Seperti yang kita ketahui, film adaptasi dari animasi The Little Mermaid yang tayang di bioskop pada tanggal 24 Mei 2023 ini menghadirkan begitu banyak opini-opini menarik mengenai pemilihan pemain, perdebatan tentang animasi atau adaptasi, dan banyak lagi.
Dilansir dari Variety Magazine tanggal 28 Mei 2023, secara keseluruhan penonton The Little Mermaid didominasi oleh perempuan di Amerika Serikat, dengan 68% total penjualan tiket bioskop di akhir pekan. Film The Little Mermaid bahkan berhasil mengalahkan film Fast X dan Guardian of the Galaxy Vol. 3 dalam jumlah kepeminatan penonton, dengan pendapatannya yang tembus Rp1,7 triliun di akhir pekan pertama tayang.
Walaupun berhasil menarik banyaknya penonton dan menjadi film yang berhasil menembus box office, adaptasi The Little Mermaid tetap tidak mampu menahan pendapat-pendapat yang mendiskriminasikan perempuan, terutama perempuan kulit berwarna (people of color (POC)). Kebanyakan komentar dan kritik yang disampaikan oleh penggemar film animasi ini ditujukan oleh aktris Halle Bailey yang menjadi sosok pemeran Ariel, tokoh utama dalam film tersebut.
Negara-negara seperti Korea Selatan dan Cina mengekspresikan ketidaksetujuan mereka akan Ariel yang diperankan oleh Halle dengan tidak menonton The Little Mermaid, yang membuat film ini gagal di Cina dan Korea Selatan. Dilansir dari CXO Media, tanggal 10 Juni 2023, ketidakpuasan ini diekspresikan secara eksplisit dengan menaikkan hashtag #NotMyAriel di media sosial seperti Twitter.
Dalam hashtag #NotMyAriel, banyak yang menyuarakan bahwa Ariel dipikiran mereka adalah perempuan berkulit putih, sementara Ariel dalam adaptasi ini diperankan oleh perempuan berkulit hitam. Banyak yang menyatakan film ini merusak imajinasi mereka terhadap tokoh Ariel. Kasus ini cukup menarik karena atensi yang diterima The Little Mermaid, tidak diterima oleh film Spider-Man: Across the Spider-Verse yang tokoh utamanya diperankan oleh laki-laki berkulit hitam. Walaupun kedua film sama-sama diperankan oleh POC (people of color), ada perbedaan yang menarik dari penerimaan masyarakat terhadap dua film ini.

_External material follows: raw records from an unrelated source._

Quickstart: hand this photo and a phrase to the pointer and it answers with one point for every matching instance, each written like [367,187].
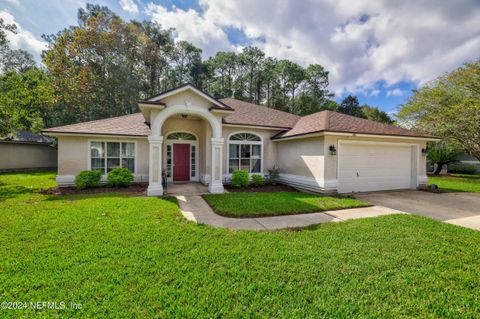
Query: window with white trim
[245,153]
[105,156]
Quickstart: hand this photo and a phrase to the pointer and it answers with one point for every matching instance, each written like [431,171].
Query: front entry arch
[158,118]
[182,154]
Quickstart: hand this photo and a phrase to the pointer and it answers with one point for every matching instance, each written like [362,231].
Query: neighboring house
[26,150]
[194,137]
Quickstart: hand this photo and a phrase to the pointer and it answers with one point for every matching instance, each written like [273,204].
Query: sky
[377,50]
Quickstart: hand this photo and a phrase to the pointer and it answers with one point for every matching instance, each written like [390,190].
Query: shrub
[257,180]
[273,176]
[240,179]
[120,177]
[461,168]
[88,179]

Salah satu reviewer terkenal di TikTok dengan inisial GF menyebutkan, di detik pertama videonya, bahwa film adaptasi ini sangat absurd dalam memasukkan isu inklusifitas ras, karena keluarga Ariel memiliki ras yang berbeda-beda satu sama lain. Ia seakan lupa bahwa The Little Mermaid adalah film anak-anak, dimana anak cenderung tidak mempedulikan ras-ras putri duyung yang tengah mereka tonton.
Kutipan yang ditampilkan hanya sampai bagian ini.